Governments can easily get out of hand if not vigilantly watched and stopped
when necessary, or they will create situations where they can punish whoever
they want for whatever reason they say.

------
ilaksh
I like to think of the current structures that define and drive of our
'civilization' as a legacy design that is very difficult to replace, sort of
like PC and Von Neumann-ish architecture, or a giant Perl codebase.

I think that in this technological era, secret government (or private)
killings, war, domination of resources by force, etc., is completely
inexcusable. I think that the structures are unfortunately supported by
primitive Social Darwinist belief systems.

I am actually optimistic that when violence and violence suppression really
becomes an information technology (i.e., a non-wealthy person can run a
program/device that fabricates and launches his own swarm of protective
robots) that will lead to a more equal distribution of resources and generally
less violence and coercion. May sound far-fetched, and maybe it is.. but
things are so fucked up, I have to hope for some science-fictiony sounding
solutions.

------
AYBABTME
[quote] So there you have it: A former Air Force lieutenant colonel, speaking
on the record and using the present tense, said in 2011 that "private
contractors are whacking people like crazy over in Afghanistan for the CIA."
[/quote]

A journalist looking for any reference that would support his article. I'm not
saying the US Gov. isn't contracting private security firms to carry some of
their dirty work. But saying "Huh a former lt-col from the Air Force confirmed
<whatever>" isn't worth anything. In fact, all it does, in my opinion, is
uncover and expose how naive is the reporter.
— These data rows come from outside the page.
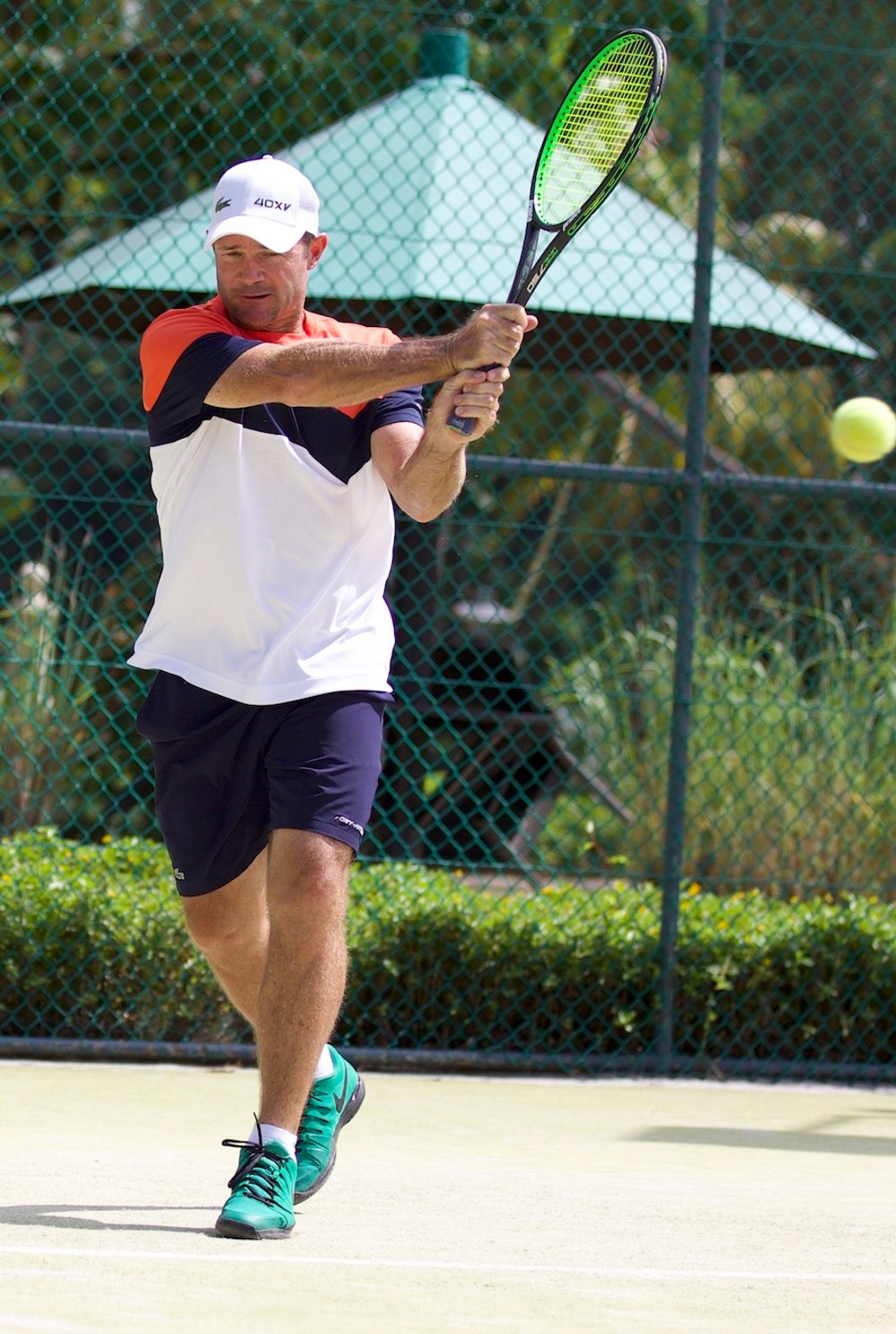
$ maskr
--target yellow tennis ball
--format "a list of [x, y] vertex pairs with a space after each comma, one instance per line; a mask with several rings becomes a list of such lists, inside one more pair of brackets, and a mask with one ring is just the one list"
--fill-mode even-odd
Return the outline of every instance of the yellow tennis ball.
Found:
[[896, 412], [881, 399], [847, 399], [831, 418], [831, 444], [851, 463], [875, 463], [896, 444]]

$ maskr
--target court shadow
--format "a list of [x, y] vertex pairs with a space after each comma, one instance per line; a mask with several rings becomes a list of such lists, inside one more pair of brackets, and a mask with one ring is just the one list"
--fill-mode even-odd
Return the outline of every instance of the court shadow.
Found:
[[187, 1227], [177, 1223], [137, 1223], [115, 1222], [104, 1218], [91, 1218], [96, 1214], [195, 1214], [201, 1209], [209, 1218], [219, 1213], [212, 1206], [201, 1205], [0, 1205], [0, 1227], [61, 1227], [71, 1231], [119, 1231], [119, 1233], [191, 1233], [200, 1237], [216, 1237], [213, 1226]]
[[832, 1135], [817, 1130], [744, 1130], [733, 1126], [655, 1126], [632, 1135], [640, 1143], [720, 1149], [776, 1149], [789, 1154], [857, 1154], [892, 1158], [896, 1141], [880, 1135]]

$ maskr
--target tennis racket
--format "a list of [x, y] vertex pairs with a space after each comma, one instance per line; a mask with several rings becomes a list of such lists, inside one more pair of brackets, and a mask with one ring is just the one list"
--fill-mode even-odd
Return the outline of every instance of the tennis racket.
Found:
[[[528, 303], [557, 255], [621, 180], [656, 113], [665, 67], [660, 39], [647, 28], [627, 28], [600, 48], [569, 88], [532, 172], [509, 303]], [[536, 259], [544, 232], [552, 237]], [[448, 424], [471, 435], [475, 418], [452, 412]]]

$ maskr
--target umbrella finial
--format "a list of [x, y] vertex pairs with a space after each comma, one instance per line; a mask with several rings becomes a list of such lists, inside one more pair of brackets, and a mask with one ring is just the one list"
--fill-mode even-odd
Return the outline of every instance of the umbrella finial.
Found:
[[461, 28], [433, 28], [420, 39], [420, 77], [469, 75], [469, 37]]

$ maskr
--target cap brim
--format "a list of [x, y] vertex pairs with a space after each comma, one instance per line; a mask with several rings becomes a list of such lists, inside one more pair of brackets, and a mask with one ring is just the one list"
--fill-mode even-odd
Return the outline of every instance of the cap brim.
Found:
[[297, 225], [291, 227], [284, 227], [283, 223], [275, 223], [267, 217], [223, 217], [208, 228], [203, 249], [211, 249], [215, 241], [220, 241], [223, 236], [248, 236], [249, 240], [257, 241], [265, 249], [285, 255], [308, 232], [317, 235], [317, 219], [301, 213]]

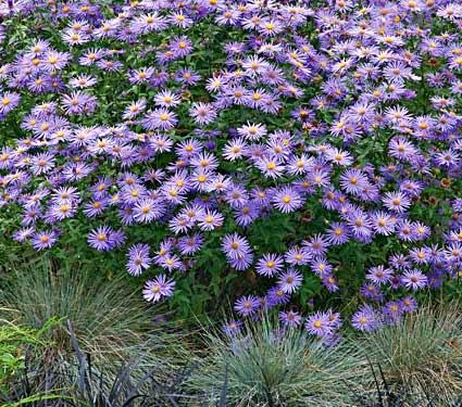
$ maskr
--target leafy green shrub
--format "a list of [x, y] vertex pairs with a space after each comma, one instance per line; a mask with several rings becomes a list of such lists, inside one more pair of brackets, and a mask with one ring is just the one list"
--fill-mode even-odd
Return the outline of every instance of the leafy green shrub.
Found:
[[204, 340], [203, 361], [187, 384], [210, 405], [351, 406], [349, 383], [367, 368], [358, 351], [323, 347], [269, 317], [233, 336], [209, 330]]

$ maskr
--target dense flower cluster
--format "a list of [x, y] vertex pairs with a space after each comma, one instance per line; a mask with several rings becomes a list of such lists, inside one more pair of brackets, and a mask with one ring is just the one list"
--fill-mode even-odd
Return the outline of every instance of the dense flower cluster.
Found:
[[[360, 330], [414, 309], [408, 291], [459, 276], [461, 5], [109, 3], [2, 11], [7, 21], [18, 13], [54, 27], [13, 54], [14, 27], [1, 30], [11, 58], [0, 66], [0, 119], [21, 124], [0, 153], [0, 206], [22, 208], [15, 240], [43, 250], [66, 219], [100, 220], [88, 244], [126, 247], [133, 276], [159, 270], [143, 290], [157, 302], [220, 232], [228, 267], [272, 284], [237, 300], [241, 317], [294, 306], [307, 274], [338, 291], [329, 253], [340, 245], [395, 242], [389, 262], [366, 270], [360, 294], [369, 305], [352, 317]], [[438, 227], [419, 211], [429, 195]], [[328, 214], [324, 231], [297, 236], [282, 253], [249, 240], [255, 221], [313, 205]], [[167, 238], [128, 244], [143, 224], [161, 225]], [[390, 293], [401, 300], [386, 302]], [[338, 313], [302, 318], [289, 308], [286, 325], [336, 341]]]

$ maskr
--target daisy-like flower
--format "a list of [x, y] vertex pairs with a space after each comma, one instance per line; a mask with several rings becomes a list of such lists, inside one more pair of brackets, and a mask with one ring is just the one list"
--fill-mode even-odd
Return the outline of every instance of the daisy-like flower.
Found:
[[289, 310], [289, 311], [280, 311], [279, 320], [283, 322], [285, 327], [299, 327], [301, 325], [301, 316], [299, 313]]
[[170, 130], [177, 123], [178, 118], [176, 114], [165, 107], [155, 109], [141, 119], [142, 127], [147, 130]]
[[17, 107], [20, 102], [21, 96], [18, 93], [5, 92], [0, 94], [0, 119]]
[[108, 252], [115, 247], [114, 230], [109, 226], [100, 226], [88, 233], [88, 244], [98, 252]]
[[370, 305], [362, 306], [351, 318], [353, 328], [360, 331], [374, 331], [380, 326], [380, 319]]
[[224, 216], [216, 211], [205, 211], [199, 219], [201, 230], [213, 230], [223, 225]]
[[315, 313], [308, 317], [304, 329], [319, 338], [328, 336], [334, 332], [329, 317], [325, 313]]
[[344, 244], [350, 240], [351, 232], [346, 224], [333, 222], [326, 234], [332, 244]]
[[411, 206], [411, 200], [401, 192], [386, 192], [382, 199], [385, 207], [401, 214]]
[[241, 317], [248, 317], [249, 315], [255, 314], [260, 308], [260, 300], [254, 295], [242, 296], [236, 301], [234, 309]]
[[251, 247], [246, 238], [237, 233], [226, 234], [223, 238], [222, 250], [229, 258], [238, 259], [251, 252]]
[[261, 123], [258, 123], [258, 124], [248, 123], [245, 126], [238, 127], [237, 132], [239, 136], [244, 137], [245, 139], [254, 141], [266, 136], [267, 130], [266, 130], [266, 127]]
[[193, 120], [203, 126], [212, 123], [216, 118], [216, 110], [210, 103], [193, 103], [189, 110]]
[[32, 236], [33, 246], [37, 251], [50, 249], [57, 241], [58, 233], [54, 230], [37, 232]]
[[353, 163], [350, 153], [338, 149], [328, 149], [326, 151], [326, 158], [340, 166], [349, 166]]
[[149, 268], [152, 259], [149, 256], [148, 244], [135, 244], [128, 250], [128, 262], [126, 265], [127, 271], [132, 276], [139, 276]]
[[259, 275], [272, 277], [279, 272], [284, 267], [284, 259], [277, 254], [264, 254], [255, 265], [255, 271]]
[[300, 194], [290, 187], [284, 187], [273, 195], [273, 205], [282, 213], [288, 214], [303, 206]]
[[142, 289], [142, 296], [149, 303], [157, 303], [163, 297], [173, 295], [175, 281], [168, 280], [165, 275], [159, 275], [153, 280], [146, 282]]
[[302, 281], [303, 277], [301, 274], [294, 268], [289, 268], [279, 275], [277, 285], [283, 292], [291, 294], [300, 288]]
[[176, 107], [182, 103], [182, 99], [170, 90], [163, 90], [155, 94], [154, 103], [161, 107]]
[[365, 278], [378, 285], [387, 283], [392, 276], [394, 271], [384, 266], [371, 267]]
[[132, 102], [122, 115], [123, 119], [132, 119], [138, 116], [146, 110], [146, 99], [140, 99], [138, 101]]
[[405, 271], [401, 277], [401, 281], [404, 287], [415, 291], [427, 285], [428, 279], [421, 270], [413, 269]]

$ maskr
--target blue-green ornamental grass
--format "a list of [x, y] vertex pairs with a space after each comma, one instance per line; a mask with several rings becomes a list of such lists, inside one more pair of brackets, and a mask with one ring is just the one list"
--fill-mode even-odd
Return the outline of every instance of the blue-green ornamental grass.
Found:
[[229, 298], [325, 344], [460, 277], [458, 2], [0, 13], [8, 239], [132, 276], [177, 316]]

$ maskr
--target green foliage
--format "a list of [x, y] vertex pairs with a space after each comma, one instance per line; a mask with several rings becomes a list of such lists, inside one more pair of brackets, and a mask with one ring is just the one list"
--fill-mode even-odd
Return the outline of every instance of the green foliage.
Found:
[[351, 406], [349, 385], [367, 369], [359, 351], [323, 347], [270, 317], [248, 322], [232, 340], [207, 330], [204, 341], [203, 360], [187, 385], [211, 406], [218, 399], [229, 406]]
[[173, 370], [178, 359], [187, 360], [182, 355], [185, 338], [155, 326], [152, 318], [160, 309], [154, 314], [139, 290], [121, 279], [57, 269], [43, 257], [10, 272], [5, 280], [0, 291], [0, 304], [5, 307], [0, 309], [2, 318], [34, 329], [50, 318], [55, 321], [42, 332], [42, 347], [28, 355], [35, 392], [43, 392], [43, 378], [52, 389], [70, 389], [78, 377], [66, 320], [72, 321], [83, 352], [90, 355], [95, 374], [104, 374], [109, 382], [124, 360], [141, 353], [143, 366], [159, 367], [159, 378]]
[[11, 379], [25, 368], [25, 348], [45, 347], [47, 342], [42, 336], [58, 322], [58, 319], [50, 318], [40, 329], [30, 329], [0, 319], [0, 390], [5, 391]]
[[[358, 338], [355, 346], [382, 367], [390, 389], [407, 394], [409, 403], [428, 395], [433, 405], [449, 406], [462, 394], [460, 310], [455, 303], [424, 307], [396, 326]], [[369, 386], [374, 391], [372, 381]]]

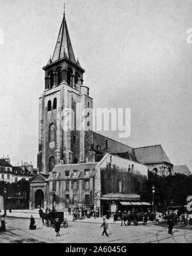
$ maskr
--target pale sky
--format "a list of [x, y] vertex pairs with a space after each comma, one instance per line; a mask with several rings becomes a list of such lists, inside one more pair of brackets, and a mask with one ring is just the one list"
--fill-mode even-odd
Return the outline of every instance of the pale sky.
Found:
[[[94, 107], [131, 109], [131, 147], [161, 144], [192, 170], [190, 0], [65, 0], [69, 34]], [[63, 0], [0, 0], [0, 156], [36, 167], [38, 97]], [[3, 42], [3, 44], [1, 44]]]

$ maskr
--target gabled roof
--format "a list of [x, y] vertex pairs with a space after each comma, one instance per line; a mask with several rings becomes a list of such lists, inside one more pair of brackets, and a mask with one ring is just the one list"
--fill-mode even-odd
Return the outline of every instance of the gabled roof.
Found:
[[77, 64], [69, 37], [65, 15], [60, 27], [58, 41], [52, 55], [52, 62], [58, 60], [63, 57], [68, 59], [76, 64]]
[[144, 164], [163, 162], [172, 164], [161, 145], [135, 148], [134, 152], [137, 160]]
[[6, 167], [12, 167], [12, 165], [10, 165], [4, 159], [0, 159], [0, 166]]
[[185, 174], [185, 175], [190, 175], [192, 174], [190, 172], [189, 169], [186, 165], [174, 165], [173, 166], [173, 174]]
[[97, 146], [100, 147], [101, 149], [104, 150], [106, 148], [106, 140], [108, 140], [108, 147], [110, 154], [127, 153], [127, 152], [129, 152], [134, 156], [132, 148], [127, 146], [127, 145], [95, 132], [93, 133], [93, 150], [95, 151], [98, 151]]
[[33, 183], [36, 182], [46, 182], [47, 179], [48, 179], [49, 176], [49, 174], [41, 174], [41, 173], [37, 173], [35, 174], [31, 179], [30, 179], [30, 183], [32, 181]]

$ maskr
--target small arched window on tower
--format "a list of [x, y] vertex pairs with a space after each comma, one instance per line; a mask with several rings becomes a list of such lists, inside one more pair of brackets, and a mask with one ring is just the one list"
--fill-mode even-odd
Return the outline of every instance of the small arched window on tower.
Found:
[[53, 71], [51, 70], [48, 74], [48, 78], [49, 80], [49, 88], [51, 89], [54, 86], [54, 75]]
[[56, 69], [56, 72], [57, 73], [57, 78], [58, 78], [58, 80], [57, 80], [58, 83], [57, 83], [57, 84], [58, 84], [58, 86], [59, 86], [61, 84], [61, 82], [62, 82], [61, 81], [61, 68], [60, 67]]
[[68, 68], [67, 71], [67, 84], [69, 86], [72, 85], [72, 75], [73, 73], [73, 71], [70, 68]]
[[57, 108], [57, 98], [54, 98], [53, 100], [53, 109], [56, 109]]
[[54, 158], [53, 156], [51, 156], [49, 158], [49, 172], [51, 172], [54, 167]]
[[54, 123], [51, 123], [49, 127], [49, 142], [55, 141], [55, 129]]
[[76, 89], [77, 88], [77, 84], [79, 84], [79, 77], [80, 77], [80, 75], [79, 75], [79, 73], [76, 72], [76, 74], [75, 74], [75, 87], [76, 87]]
[[51, 111], [51, 100], [49, 100], [47, 103], [47, 111]]

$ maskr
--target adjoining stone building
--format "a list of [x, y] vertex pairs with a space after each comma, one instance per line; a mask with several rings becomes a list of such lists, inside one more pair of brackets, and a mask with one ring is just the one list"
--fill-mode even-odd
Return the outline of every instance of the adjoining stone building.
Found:
[[15, 167], [11, 165], [8, 156], [0, 159], [0, 181], [9, 183], [19, 181], [22, 179], [29, 181], [33, 174], [33, 166], [31, 165]]
[[102, 214], [129, 204], [148, 205], [140, 201], [140, 184], [148, 169], [159, 173], [165, 166], [171, 173], [173, 165], [161, 145], [134, 149], [93, 131], [93, 98], [83, 84], [84, 70], [75, 58], [65, 14], [52, 58], [43, 69], [38, 172], [30, 181], [30, 208], [78, 205]]
[[188, 176], [191, 175], [191, 172], [186, 165], [174, 165], [173, 174], [184, 174]]

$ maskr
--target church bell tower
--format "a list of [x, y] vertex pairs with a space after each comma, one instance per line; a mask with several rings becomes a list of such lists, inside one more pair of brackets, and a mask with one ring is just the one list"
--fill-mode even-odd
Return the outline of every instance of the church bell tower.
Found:
[[45, 89], [39, 98], [39, 171], [49, 173], [55, 165], [94, 161], [90, 153], [93, 99], [89, 87], [83, 84], [84, 70], [75, 58], [65, 12], [52, 57], [43, 69]]

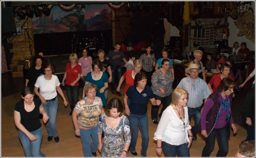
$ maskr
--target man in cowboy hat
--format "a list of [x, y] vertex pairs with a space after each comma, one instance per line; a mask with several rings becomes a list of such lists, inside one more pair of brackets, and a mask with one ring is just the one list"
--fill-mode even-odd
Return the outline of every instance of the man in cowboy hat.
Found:
[[196, 140], [197, 126], [201, 118], [201, 106], [204, 99], [204, 102], [211, 94], [207, 84], [204, 80], [198, 77], [198, 74], [202, 70], [199, 69], [196, 64], [191, 64], [189, 68], [185, 70], [189, 74], [189, 76], [183, 78], [177, 87], [180, 87], [186, 90], [189, 94], [187, 106], [188, 108], [188, 120], [191, 120], [192, 116], [195, 120], [195, 126], [191, 131], [193, 134], [193, 140]]

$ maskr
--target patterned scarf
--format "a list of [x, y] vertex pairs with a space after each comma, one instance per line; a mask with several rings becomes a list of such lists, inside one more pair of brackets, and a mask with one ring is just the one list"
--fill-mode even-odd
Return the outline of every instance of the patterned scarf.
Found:
[[[216, 121], [215, 121], [215, 124], [217, 123], [218, 118], [219, 118], [219, 117], [220, 116], [220, 110], [222, 110], [223, 111], [227, 111], [228, 107], [228, 105], [229, 105], [230, 103], [229, 96], [227, 96], [227, 99], [226, 101], [225, 101], [223, 97], [222, 97], [220, 92], [219, 91], [218, 92], [218, 95], [219, 95], [219, 101], [220, 102], [220, 110], [219, 111], [218, 115], [217, 116], [217, 118], [216, 119]], [[230, 118], [231, 108], [229, 107], [228, 110], [228, 114], [226, 116], [226, 122], [227, 123], [228, 122], [228, 120], [229, 120], [229, 118]]]

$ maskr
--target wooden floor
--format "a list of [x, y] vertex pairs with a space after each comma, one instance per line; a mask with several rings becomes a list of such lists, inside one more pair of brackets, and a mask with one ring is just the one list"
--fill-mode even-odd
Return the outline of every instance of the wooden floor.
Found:
[[[121, 92], [123, 90], [124, 85], [122, 86]], [[2, 89], [2, 91], [4, 91]], [[79, 99], [82, 97], [82, 89], [80, 88]], [[66, 92], [63, 91], [66, 95]], [[111, 90], [108, 90], [109, 98], [117, 97], [123, 101], [122, 97], [113, 95]], [[69, 115], [70, 109], [69, 106], [65, 108], [62, 99], [59, 96], [59, 109], [57, 116], [57, 123], [59, 136], [60, 140], [56, 143], [54, 140], [48, 142], [47, 140], [48, 135], [46, 129], [43, 125], [43, 137], [41, 150], [47, 157], [83, 157], [82, 146], [80, 138], [75, 135], [74, 129], [71, 116]], [[67, 98], [67, 97], [66, 98]], [[20, 100], [20, 93], [17, 93], [3, 97], [1, 102], [1, 155], [2, 157], [24, 157], [22, 147], [18, 137], [17, 129], [16, 127], [13, 120], [13, 110], [15, 104]], [[149, 126], [149, 141], [147, 151], [148, 157], [158, 157], [156, 152], [156, 141], [153, 139], [154, 133], [156, 132], [157, 124], [154, 124], [150, 119], [151, 104], [148, 104], [148, 117]], [[159, 119], [158, 119], [158, 121]], [[43, 121], [41, 120], [43, 123]], [[194, 124], [191, 121], [191, 125]], [[241, 141], [245, 139], [246, 136], [246, 130], [236, 125], [237, 134], [235, 137], [231, 135], [229, 142], [229, 152], [227, 156], [233, 157], [237, 150], [237, 146]], [[141, 138], [140, 132], [137, 144], [136, 151], [139, 154], [141, 149]], [[197, 139], [192, 143], [190, 149], [191, 157], [200, 157], [202, 151], [205, 145], [205, 142], [197, 135]], [[211, 155], [215, 157], [218, 150], [217, 141], [215, 147]], [[100, 154], [97, 152], [97, 155]], [[140, 157], [140, 154], [137, 156], [128, 153], [129, 157]], [[164, 157], [162, 154], [162, 157]]]

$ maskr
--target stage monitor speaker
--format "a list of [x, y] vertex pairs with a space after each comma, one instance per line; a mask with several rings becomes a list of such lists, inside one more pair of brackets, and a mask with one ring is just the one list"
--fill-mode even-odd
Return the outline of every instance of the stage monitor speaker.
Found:
[[11, 7], [1, 9], [1, 29], [2, 34], [16, 32], [16, 26]]

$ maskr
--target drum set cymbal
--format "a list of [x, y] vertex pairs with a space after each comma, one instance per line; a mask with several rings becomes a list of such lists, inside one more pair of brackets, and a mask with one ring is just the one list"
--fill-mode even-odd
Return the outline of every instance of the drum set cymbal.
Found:
[[81, 57], [83, 55], [82, 51], [84, 48], [87, 49], [88, 56], [92, 57], [96, 57], [97, 56], [97, 52], [98, 46], [98, 40], [96, 38], [83, 38], [82, 40], [79, 41], [76, 40], [76, 42], [75, 42], [74, 44], [75, 48], [72, 48], [72, 53], [76, 53], [77, 55]]

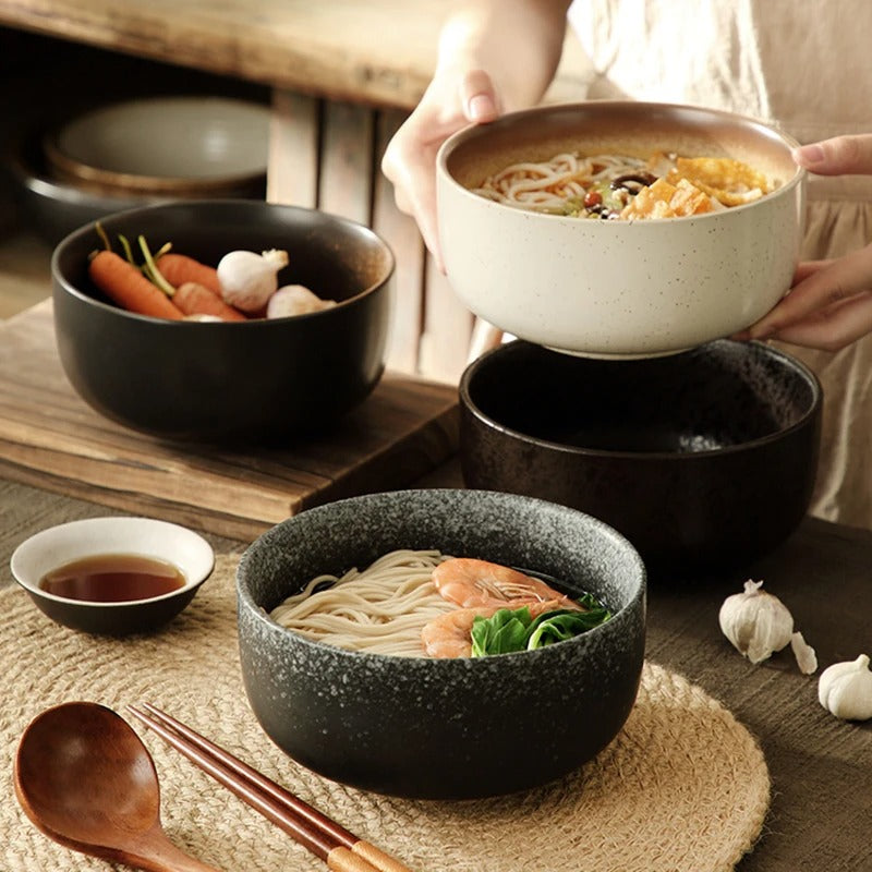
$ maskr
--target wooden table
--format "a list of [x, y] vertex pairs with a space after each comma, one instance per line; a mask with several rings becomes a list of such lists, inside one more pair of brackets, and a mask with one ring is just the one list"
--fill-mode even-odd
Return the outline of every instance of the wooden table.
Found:
[[[456, 463], [424, 483], [458, 485]], [[27, 535], [106, 513], [114, 512], [0, 480], [0, 585], [12, 583], [9, 558]], [[240, 547], [237, 541], [206, 535], [219, 553]], [[815, 677], [801, 676], [789, 654], [762, 666], [744, 661], [720, 634], [717, 610], [746, 576], [765, 579], [816, 647], [821, 668], [853, 659], [872, 650], [870, 566], [872, 533], [807, 520], [780, 549], [746, 573], [650, 588], [647, 656], [730, 708], [759, 739], [770, 766], [771, 813], [760, 843], [739, 864], [741, 872], [872, 869], [872, 722], [846, 724], [826, 713], [816, 700]], [[506, 871], [512, 872], [508, 858]]]
[[[0, 0], [0, 24], [338, 100], [412, 108], [450, 0]], [[589, 65], [567, 50], [552, 99]]]

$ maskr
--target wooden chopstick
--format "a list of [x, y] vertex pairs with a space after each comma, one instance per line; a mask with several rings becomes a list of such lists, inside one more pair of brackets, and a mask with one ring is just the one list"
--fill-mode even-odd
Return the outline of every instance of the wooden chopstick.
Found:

A former Air Force lieutenant-colonel... is it supposed to mean anything? It's
a claim to Authority, with a weak authority to bring forward.

------
briandear
It's almost ridiculous how some people get so indignant about CIA; I can
almost feel their spittle as they shout at their computer screens. At the same
time, people get equally outraged when terrorists kill people and then want to
blame CIA for their failings.

It's a bad world. I am not sympathetic to the plight of those who associate
with terrorists (even if they themselves haven't committed a terrorist act)
and find themselves it Gitmo or dead. Are mistakes made? Of course, CIA has a
long history of public f'ups, however their degree of success is noteworthy,
though often unheralded. Bin Laden was found because of CIA, the Iranian and
North K nuke programs have been slowed and countless people AREN'T dead
because of CIA. The Berlin Wall and the collapse of the Soviet Bloc was
hastened due to CIA and Reagan forcing the issue by spending the Soviets into
insolvency because of the arms race. Kennedy, Johnson and Clinton were avid
weilders of covert action -- it's not a political party issue.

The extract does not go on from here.